Naming Henry Kissinger the executive director of the Commission was another prank, James calmly explained. "I mean, Bush is a crazy fascist, but he's not that crazy."
Sure, Pat admitted, Kissinger's replacement, Philip Zelikow, was a White House insider extraordinaire. "But what were they to do, honor the necessary transparency of an elected government and seek a truly independent investigation?"
Adding Lee Hamilton, who famously managed the Iran-Contra affair for Bush Sr, just makes sense. "He's got experience with this sort of thing," noted James. The chair of the commission, Thomas Kean, can be trusted, says Pat, because "he's up to his eyeballs in corporate sponsorship, and people with corporate sponsorship are trustworthy. That's why they get sponsored."

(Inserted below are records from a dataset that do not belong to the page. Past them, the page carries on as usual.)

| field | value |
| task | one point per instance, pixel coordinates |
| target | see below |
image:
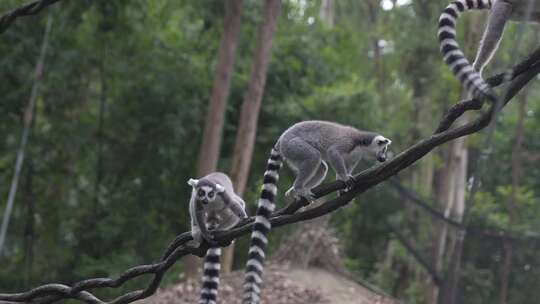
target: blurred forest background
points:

The initial allotment of 3 million to the Commission was a sign of Bush's commitment to small government, says James. "Next thing you know, we'll be spending millions to investigate every worst terrorist attack ever. That's just wasteful."

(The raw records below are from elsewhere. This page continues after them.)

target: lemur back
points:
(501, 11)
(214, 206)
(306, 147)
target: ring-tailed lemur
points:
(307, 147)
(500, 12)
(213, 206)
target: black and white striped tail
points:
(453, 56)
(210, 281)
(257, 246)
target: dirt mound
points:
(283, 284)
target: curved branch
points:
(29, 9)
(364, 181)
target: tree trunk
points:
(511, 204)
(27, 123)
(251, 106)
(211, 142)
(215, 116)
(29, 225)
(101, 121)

As for the massive conflcits of interest for every member of the Commission, Pat says that's to be expected because "important people tend to be rich as well."
And sure, says James, some of the 9/11 victims' families protested the effectiveness of the commission, but you can't please everyone all the time.
And yes, admits Pat, intelligence agencies did not cooperate with the Commission, and Commissioners complained about not having access to key intelligence reports, but elected governments can't do the bidding of the people if they're constantly declassifying vital intelligence reports. "I mean, what's more important: guarding the secrets of the shadow government, or having full transparency in the investigation of the most horrific terrorist attack in the history of the country? I think the answer is obvious," says James.
And, yes, Senator Max Cleland left the commission, calling it a "national scandal." But "what's he ever done for this country?" asks Pat.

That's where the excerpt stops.